(Ottawa) Les libéraux sont parvenus à convaincre les néo-démocrates de retirer de leur motion sur la reconnaissance officielle de l’État palestinien… la reconnaissance officielle de l’État palestinien. La Chambre des communes a néanmoins adopté à forte majorité une motion sur la paix au Proche-Orient.

À l’issue de plusieurs heures de débats, le leader du gouvernement libéral en Chambre, Steven MacKinnon, a sorti un lapin de son chapeau en proposant 14 amendements qui venaient modifier de façon substantielle la motion d’origine.

La néo-démocrate Heather McPherson, porteuse de la proposition, a rapidement acquiescé.

La manœuvre a été décriée par les conservateurs. Ceux-ci ont fait valoir que la motion du Nouveau Parti démocratique avait été vidée de sa substance – l’élément le plus litigieux, c’est-à-dire la reconnaissance de l’État palestinien, est passé à la trappe.

Ultimement, la motion amendée, ou édulcorée, a été adoptée, à 204 voix contre 117, en fin de soirée lundi. Tous les libéraux l’ont appuyée, à l’exception des députés Anthony Housefather, Marco Mendicino et Ben Carr.

Les libéraux sous les projecteurs

La démarche néo-démocrate était surtout embêtante pour les libéraux.
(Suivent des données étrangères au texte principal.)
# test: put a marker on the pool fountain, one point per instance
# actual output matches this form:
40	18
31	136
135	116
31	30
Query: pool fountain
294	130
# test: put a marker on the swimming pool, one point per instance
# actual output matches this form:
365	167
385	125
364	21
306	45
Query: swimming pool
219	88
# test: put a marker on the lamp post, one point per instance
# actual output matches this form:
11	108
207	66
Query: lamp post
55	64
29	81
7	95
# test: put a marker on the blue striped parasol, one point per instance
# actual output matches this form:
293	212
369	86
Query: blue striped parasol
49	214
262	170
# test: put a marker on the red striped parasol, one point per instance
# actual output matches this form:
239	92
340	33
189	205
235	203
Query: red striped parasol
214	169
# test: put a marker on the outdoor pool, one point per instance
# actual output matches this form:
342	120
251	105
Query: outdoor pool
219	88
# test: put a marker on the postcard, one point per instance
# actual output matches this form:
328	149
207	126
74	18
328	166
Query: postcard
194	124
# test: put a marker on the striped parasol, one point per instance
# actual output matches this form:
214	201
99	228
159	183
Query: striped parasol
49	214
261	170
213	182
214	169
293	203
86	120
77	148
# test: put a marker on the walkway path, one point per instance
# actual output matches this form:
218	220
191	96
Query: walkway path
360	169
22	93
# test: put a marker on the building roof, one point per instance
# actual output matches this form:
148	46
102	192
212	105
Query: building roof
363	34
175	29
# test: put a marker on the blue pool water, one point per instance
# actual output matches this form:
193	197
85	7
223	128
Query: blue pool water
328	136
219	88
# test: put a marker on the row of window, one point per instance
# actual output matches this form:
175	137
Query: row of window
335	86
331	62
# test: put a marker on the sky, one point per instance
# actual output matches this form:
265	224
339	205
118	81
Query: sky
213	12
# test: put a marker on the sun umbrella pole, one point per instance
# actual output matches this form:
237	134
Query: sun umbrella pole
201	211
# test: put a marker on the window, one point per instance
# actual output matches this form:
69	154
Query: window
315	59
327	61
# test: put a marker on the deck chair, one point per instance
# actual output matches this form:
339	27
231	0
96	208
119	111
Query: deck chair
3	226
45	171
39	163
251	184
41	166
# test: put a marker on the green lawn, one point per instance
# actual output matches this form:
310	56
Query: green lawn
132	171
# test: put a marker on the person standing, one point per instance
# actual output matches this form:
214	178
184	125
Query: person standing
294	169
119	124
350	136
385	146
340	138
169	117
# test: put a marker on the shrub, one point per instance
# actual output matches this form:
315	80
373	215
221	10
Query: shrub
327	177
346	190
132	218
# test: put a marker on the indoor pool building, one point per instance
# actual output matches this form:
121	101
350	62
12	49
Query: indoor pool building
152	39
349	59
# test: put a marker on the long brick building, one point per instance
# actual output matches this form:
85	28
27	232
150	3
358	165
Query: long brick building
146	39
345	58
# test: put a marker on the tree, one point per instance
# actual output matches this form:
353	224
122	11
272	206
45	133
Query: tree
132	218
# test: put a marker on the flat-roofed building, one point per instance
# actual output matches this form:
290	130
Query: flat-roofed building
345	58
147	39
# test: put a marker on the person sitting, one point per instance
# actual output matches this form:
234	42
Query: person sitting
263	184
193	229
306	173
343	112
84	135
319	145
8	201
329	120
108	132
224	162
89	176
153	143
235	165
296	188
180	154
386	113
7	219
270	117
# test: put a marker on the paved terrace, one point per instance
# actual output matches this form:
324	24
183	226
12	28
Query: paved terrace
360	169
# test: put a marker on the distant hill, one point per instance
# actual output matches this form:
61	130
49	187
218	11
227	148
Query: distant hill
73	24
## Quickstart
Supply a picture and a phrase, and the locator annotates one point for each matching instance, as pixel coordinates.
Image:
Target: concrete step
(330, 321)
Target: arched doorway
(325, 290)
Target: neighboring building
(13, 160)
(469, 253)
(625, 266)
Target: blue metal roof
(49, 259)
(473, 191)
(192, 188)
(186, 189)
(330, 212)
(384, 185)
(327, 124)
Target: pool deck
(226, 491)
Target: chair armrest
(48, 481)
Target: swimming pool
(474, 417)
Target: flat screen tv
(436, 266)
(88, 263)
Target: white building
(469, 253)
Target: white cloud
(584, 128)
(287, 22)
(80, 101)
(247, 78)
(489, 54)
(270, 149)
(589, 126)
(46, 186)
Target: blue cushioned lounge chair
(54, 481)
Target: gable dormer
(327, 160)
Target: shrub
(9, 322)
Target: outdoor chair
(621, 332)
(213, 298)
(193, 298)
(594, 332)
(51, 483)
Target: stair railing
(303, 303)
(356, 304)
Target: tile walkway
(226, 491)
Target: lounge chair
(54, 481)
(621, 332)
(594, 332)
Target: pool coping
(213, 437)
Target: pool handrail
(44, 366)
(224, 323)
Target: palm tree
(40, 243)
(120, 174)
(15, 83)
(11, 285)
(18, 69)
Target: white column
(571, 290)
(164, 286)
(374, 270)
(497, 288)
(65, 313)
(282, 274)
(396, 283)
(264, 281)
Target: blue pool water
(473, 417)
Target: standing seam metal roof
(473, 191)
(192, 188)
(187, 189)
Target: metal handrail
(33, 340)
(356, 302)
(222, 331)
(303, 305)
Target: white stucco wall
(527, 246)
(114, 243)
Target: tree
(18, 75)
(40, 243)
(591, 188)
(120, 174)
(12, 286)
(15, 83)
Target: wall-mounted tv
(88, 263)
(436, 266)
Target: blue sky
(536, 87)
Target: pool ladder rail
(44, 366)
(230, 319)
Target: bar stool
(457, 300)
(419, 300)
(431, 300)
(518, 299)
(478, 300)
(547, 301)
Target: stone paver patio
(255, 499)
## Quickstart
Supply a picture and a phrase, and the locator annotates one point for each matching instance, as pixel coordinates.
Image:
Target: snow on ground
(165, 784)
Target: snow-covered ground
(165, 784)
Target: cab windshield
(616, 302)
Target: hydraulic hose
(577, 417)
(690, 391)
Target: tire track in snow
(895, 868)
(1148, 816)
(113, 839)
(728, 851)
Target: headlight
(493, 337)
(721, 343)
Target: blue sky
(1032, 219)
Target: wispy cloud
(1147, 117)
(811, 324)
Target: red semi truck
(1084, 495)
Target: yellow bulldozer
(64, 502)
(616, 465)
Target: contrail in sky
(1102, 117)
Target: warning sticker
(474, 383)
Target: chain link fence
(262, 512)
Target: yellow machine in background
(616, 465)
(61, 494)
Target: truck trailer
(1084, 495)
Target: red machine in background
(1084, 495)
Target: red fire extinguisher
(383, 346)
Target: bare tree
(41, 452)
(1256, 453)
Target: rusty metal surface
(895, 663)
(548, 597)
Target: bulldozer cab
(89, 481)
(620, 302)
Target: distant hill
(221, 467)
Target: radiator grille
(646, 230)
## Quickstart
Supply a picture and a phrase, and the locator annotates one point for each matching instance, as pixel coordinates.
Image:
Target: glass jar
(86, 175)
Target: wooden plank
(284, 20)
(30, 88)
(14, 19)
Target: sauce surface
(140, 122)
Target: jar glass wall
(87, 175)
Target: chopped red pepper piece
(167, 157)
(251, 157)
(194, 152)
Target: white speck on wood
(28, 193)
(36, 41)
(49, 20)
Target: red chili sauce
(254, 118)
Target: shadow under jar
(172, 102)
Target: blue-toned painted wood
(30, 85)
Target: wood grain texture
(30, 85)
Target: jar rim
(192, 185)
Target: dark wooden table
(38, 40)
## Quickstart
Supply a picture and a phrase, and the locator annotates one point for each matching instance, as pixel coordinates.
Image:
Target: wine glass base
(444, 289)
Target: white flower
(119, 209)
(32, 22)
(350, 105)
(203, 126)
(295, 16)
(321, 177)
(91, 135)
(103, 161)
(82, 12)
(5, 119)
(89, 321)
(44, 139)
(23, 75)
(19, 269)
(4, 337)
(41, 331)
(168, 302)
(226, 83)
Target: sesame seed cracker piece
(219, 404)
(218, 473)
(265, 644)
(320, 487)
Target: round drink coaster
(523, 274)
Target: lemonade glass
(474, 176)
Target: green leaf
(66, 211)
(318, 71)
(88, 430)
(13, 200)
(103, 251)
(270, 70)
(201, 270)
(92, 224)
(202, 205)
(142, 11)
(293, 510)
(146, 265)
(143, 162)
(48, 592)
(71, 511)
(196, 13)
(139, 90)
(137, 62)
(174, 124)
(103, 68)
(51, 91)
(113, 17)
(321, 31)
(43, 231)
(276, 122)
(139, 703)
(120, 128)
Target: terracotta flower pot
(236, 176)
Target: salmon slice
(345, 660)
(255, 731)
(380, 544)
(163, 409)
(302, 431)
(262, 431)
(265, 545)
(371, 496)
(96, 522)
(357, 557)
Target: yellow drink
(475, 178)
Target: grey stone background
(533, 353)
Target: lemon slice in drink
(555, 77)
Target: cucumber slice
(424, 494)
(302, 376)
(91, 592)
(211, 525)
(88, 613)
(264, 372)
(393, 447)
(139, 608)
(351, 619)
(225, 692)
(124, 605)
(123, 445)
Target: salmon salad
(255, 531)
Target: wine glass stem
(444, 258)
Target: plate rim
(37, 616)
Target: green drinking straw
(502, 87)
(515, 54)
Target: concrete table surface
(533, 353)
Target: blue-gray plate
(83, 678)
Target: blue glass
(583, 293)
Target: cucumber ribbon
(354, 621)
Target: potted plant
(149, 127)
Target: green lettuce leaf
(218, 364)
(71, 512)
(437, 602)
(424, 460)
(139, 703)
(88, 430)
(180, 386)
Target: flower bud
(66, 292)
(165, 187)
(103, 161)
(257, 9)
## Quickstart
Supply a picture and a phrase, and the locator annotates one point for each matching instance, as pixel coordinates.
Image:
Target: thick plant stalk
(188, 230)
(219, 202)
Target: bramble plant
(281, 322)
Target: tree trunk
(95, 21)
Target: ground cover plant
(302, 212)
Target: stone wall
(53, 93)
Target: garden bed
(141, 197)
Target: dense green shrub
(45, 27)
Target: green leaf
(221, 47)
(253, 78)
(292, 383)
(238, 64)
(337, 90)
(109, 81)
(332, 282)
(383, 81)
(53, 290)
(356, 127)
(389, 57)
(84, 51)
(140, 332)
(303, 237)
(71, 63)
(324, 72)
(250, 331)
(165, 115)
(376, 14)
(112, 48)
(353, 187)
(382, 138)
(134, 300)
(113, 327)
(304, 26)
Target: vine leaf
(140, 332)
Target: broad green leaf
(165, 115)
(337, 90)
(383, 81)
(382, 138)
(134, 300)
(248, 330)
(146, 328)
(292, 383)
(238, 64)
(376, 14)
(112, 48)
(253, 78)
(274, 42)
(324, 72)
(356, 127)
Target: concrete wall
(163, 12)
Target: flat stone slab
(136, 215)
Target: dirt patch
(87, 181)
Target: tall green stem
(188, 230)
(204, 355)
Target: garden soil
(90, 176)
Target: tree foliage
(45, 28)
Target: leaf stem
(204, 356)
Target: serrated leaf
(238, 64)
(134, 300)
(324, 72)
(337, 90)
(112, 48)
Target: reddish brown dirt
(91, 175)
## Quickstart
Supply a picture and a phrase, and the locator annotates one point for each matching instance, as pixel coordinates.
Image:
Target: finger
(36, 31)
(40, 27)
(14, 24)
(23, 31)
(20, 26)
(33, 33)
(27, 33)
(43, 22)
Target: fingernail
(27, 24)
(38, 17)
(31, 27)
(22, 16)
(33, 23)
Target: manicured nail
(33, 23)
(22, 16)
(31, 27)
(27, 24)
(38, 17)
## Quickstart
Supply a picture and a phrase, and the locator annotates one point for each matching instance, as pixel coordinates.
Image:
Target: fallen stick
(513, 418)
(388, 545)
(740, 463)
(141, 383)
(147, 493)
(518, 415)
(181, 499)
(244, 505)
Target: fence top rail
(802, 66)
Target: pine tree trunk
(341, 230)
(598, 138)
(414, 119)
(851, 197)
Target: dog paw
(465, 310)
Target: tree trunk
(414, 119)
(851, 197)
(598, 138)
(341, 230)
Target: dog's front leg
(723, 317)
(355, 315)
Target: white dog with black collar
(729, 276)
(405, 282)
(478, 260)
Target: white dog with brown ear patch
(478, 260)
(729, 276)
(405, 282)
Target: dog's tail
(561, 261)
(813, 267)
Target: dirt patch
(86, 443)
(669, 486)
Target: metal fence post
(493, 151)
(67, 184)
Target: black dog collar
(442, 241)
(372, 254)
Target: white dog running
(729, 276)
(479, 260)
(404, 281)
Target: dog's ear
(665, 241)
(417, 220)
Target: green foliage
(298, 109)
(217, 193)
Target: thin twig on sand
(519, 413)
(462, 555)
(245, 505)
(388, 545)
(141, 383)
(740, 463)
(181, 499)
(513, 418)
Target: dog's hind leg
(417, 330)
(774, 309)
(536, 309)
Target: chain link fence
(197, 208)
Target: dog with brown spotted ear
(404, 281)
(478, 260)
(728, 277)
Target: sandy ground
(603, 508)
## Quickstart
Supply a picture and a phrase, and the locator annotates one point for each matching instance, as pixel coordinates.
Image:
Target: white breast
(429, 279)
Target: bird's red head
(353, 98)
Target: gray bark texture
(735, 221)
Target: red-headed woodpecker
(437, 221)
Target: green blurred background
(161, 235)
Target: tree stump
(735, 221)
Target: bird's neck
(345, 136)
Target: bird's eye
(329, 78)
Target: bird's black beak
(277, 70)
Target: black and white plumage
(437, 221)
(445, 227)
Dans les autres camps, les positions étaient clairement délimitées, à tout le moins publiquement. Néo-démocrates, bloquistes et verts : pour. Conservateurs : contre.

PHOTO SEAN KILPATRICK, LA PRESSE CANADIENNE

La ministre des Affaires étrangères du Canada, Mélanie Joly

Dès la première heure du débat en Chambre, lundi, la ministre des Affaires étrangères, Mélanie Joly, a signalé à quelle enseigne logeait le Conseil des ministres. « Nous ne pouvons pas changer la politique étrangère en se basant sur une motion de l’opposition », a-t-elle tranché.

Les esprits se sont vite échauffés entre députés : les échanges n’étaient pas encore vieux de 30 minutes que déjà, ils prenaient une tournure acrimonieuse – une libérale a été accusée de cautionner la mort d’enfants, les néo-démocrates, de « récompenser le Hamas » pour le massacre du 7 octobre dernier.

Le gouvernement Nétanyahou critiqué

Le gouvernement du premier ministre israélien Benyamin Nétanyahou – interlocuteur dont plusieurs dirigeants occidentaux ont commencé à prendre leurs distances – a fait l’objet de plusieurs critiques à la Chambre des communes.

Le député bloquiste Stéphane Bergeron l’a taxé de « gouvernement jusqu’au-boutiste » composé de membres « qui appuient littéralement un plan génocidaire », dont certains ont participé à un rassemblement en faveur de la colonisation de Gaza.

C’est d’ailleurs avec le ministre Benny Gantz, membre du cabinet de guerre israélien, et pas avec Benyamin Nétanyahou, que le premier ministre Justin Trudeau a choisi d’avoir une conversation, lundi.

Le leader canadien a notamment souligné « l’importance de renouveler les efforts visant l’adoption d’une solution à deux États », selon un compte rendu fourni par son bureau, dans lequel il n’est pas question de la fameuse motion.

Son interlocuteur, pour sa part, y a fait référence dans un message publié sur le réseau X. « J’ai réitéré au premier ministre que, pour le bien de la région, toute action unilatérale devait être évitée », a écrit Benny Gantz.

À l’heure actuelle, 139 des 193 États membres des Nations unies reconnaissent l’État de la Palestine. Même si elle avait été avalisée, la motion néo-démocrate de lundi n’aurait pas contraint le gouvernement Trudeau à se joindre à ce groupe de pays.

Reconnaissance de l’État palestinien

La motion néo-démocrate demandait à la Chambre de « reconnaître officiellement l’État de Palestine et de maintenir la reconnaissance par le Canada du droit d’Israël d’ exister et de vivre en paix avec ses voisins ». Dans sa version amendée par les libéraux, ce passage est devenu « de collaborer avec les partenaires internationaux pour poursuivre activement l’objectif d’une paix globale, juste et durable au Moyen-Orient, y compris en vue de l’établissement de l’État de Palestine dans le cadre d’une solution négociée à deux États, et de maintenir la position du Canada selon laquelle Israël a le droit d’exister et de vivre en paix et en sécurité avec ses voisins ».